Andrew Woodward (born 23 September 1973) is an English former professional footballer who played in the English Football League for Crewe Alexandra, Bury, Sheffield United, Scunthorpe United (two loan spells) and Halifax Town. Later a serving police officer, dismissed for gross misconduct in November 2016, he shortly after revealed he had been a victim of child sexual abuse, writing a book about his experiences.

==Football career==
Woodward signed his first professional contract with Crewe in July 1992, and made his first team debut on 17 April 1993, coming on as a substitute in a Third Division match at Walsall; he made eight further substitute appearances that season including in the play-off final against York City at Wembley on 5 May 1993. He made his first of 11 starts for Crewe on 17 August 1993, playing in a League Cup tie against Wrexham at Gresty Road.

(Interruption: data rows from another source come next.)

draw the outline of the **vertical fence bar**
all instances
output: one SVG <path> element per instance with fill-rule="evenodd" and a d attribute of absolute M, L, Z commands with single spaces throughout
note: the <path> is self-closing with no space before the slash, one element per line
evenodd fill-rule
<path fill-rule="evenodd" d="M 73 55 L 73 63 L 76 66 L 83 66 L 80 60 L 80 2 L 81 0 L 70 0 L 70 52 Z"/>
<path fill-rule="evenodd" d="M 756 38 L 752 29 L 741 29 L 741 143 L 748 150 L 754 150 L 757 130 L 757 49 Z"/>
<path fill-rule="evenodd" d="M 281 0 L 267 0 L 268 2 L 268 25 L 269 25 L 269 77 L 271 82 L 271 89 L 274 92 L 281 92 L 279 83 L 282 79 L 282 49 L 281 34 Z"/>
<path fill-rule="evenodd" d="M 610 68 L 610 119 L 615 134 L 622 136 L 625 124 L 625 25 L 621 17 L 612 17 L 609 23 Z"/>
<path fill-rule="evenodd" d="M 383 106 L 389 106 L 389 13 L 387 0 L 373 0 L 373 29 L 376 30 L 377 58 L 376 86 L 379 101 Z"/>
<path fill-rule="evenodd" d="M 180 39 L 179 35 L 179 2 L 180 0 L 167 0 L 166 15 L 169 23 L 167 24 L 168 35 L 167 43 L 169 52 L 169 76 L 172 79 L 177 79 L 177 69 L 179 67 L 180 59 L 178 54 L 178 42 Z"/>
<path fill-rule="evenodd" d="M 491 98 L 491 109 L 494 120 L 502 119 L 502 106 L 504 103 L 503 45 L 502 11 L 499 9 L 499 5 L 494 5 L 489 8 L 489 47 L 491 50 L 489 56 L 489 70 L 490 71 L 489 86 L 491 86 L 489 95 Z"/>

He made 14 appearances for Crewe during their promotion-winning 1993–94 campaign, but then made only two further substitute appearances for the Railwaymen.

He joined Bury on 13 March 1995 and played for the Lancashire club 135 times in five years. He scored his first league goal on 26 December 1998 against his former club, Crewe, in a 3–1 defeat at Gresty Road. He was then signed by Sheffield United in March 2000. He played only four games for the Blades, and had two loan spells at Scunthorpe, before joining Halifax Town in the summer of 2001. He scored his second league goal, for Halifax in a 2–2 draw against Carlisle United, on 29 March 2002. When Halifax went into administration in the summer of 2002, Woodward was sacked, and subsequently joined Northwich Victoria.

==Police career==
Andrew Woodward joined the Lancashire police force after retiring from football, eventually leaving the force in November 2016. He was dismissed for gross misconduct following an inappropriate relationship with a family member of a victim.

==Victim of sexual abuse==

Later in November 2016, it was reported that Woodward had been a victim of repeated child sexual abuse by Barry Bennell (later convicted for sexual abuse) while a trainee at Crewe Alexandra in the 1980s. Woodward later claimed "People should know I suffered more than one abuser".

In Manchester on 5 December 2016, Woodward was one of five abuse victims at the launch of an organisation, the Offside Trust, to support player victims of abuse and their families. Initially a director of the Trust, Woodward resigned on 27 January 2017.

In October 2017, Woodward criticised Football Association chairman Greg Clarke for 'humiliating' remarks Clarke made to a Digital, Culture, Media and Sport Committee hearing, while the Professional Footballers' Association's chief executive Gordon Taylor said the PFA might sue Clarke over suggestions Taylor had not supported Woodward with further counselling.

In December 2017, two men from Crewe were jailed for 'trolling' Woodward on social media.

In June 2019, shortly before publication of Andy Woodward's autobiography Position of Trust, The Guardian reported that Barry Bennell's cousin, Ronald Bennell, had been jailed in 1971 for the rape and murder of Woodward's aunt, Lynda Stewart, and that Barry Bennell had married Woodward's older sister, also named Lynda, in 1991. The Guardians coverage also said Woodward unsuccessfully sued Crewe for damages in 2004. Woodward's book was shortlisted for the 2019 William Hill Sports Book of the Year. Woodward's story was dramatised in the 2022 television film Floodlights, in which he is portrayed by Gerard Kearns and his younger self by Max Fletcher.